Molecular and structural basis of inner core lipopolysaccharide alterations in Escherichia coli: incorporation of glucuronic acid and phosphoethanolamine in the heptose region

Gracjana Klein  1 Sven Müller-Loennies  2 Buko Lindner  2 Natalia Kobylak  3 Helmut Brade  2 Satish Raina  4
Affiliations

Molecular and structural basis of inner core lipopolysaccharide alterations in Escherichia coli: incorporation of glucuronic acid and phosphoethanolamine in the heptose region

Gracjana Klein et al. J Biol Chem. .

Abstract

It is well established that lipopolysaccharide (LPS) often carries nonstoichiometric substitutions in lipid A and in the inner core.
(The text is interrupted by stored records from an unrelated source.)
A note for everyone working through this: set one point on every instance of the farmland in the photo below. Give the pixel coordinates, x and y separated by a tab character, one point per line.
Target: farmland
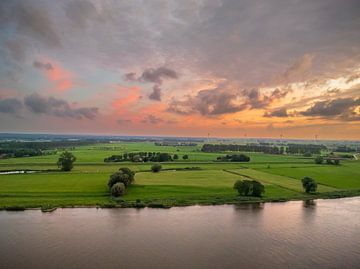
210	183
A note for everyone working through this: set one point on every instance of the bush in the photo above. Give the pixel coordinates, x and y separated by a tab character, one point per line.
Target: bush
309	184
118	189
66	161
119	177
156	167
128	172
249	188
319	160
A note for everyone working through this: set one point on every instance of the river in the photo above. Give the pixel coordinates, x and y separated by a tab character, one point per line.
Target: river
319	234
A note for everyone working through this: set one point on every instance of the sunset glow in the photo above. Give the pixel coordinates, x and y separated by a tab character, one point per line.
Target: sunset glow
224	68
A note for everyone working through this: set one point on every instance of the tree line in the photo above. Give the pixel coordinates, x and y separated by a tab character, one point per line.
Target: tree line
145	157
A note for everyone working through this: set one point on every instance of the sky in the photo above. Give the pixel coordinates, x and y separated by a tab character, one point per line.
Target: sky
223	68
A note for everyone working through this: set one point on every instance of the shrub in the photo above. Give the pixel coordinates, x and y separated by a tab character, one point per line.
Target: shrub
156	167
328	161
249	188
128	172
119	177
309	184
319	160
118	189
66	161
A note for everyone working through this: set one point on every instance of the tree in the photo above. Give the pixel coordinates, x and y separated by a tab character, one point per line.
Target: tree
309	184
66	161
258	188
128	172
319	160
118	189
328	161
156	167
119	177
249	188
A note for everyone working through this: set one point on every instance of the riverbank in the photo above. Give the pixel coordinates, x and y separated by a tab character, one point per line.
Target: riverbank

In this work, the molecular basis of inner core alterations and their physiological significance are addressed. A new inner core modification of LPS is described, which arises due to the addition of glucuronic acid on the third heptose with a concomitant loss of phosphate on the second heptose. This was shown by chemical and structural analyses. Furthermore, the gene whose product is responsible for the addition of this sugar was identified in all Escherichia coli core types and in Salmonella and was designated waaH. Its deduced amino acid sequence exhibits homology to glycosyltransferase family 2. The transcription of the waaH gene is positively regulated by the PhoB/R two-component system in a growth phase-dependent manner, which is coordinated with the transcription of the ugd gene explaining the genetic basis of this modification. Glucuronic acid modification was observed in E. coli B, K12, R2, and R4 core types and in Salmonella. We also show that the phosphoethanolamine (P-EtN) addition on heptose I in E. coli K12 requires the product of the ORF yijP, a new gene designated as eptC. Incorporation of P-EtN is also positively regulated by PhoB/R, although it can occur at a basal level without a requirement for any regulatory inducible systems. This P-EtN modification is essential for resistance to a variety of factors, which destabilize the outer membrane like the addition of SDS or challenge to sublethal concentrations of Zn(2+).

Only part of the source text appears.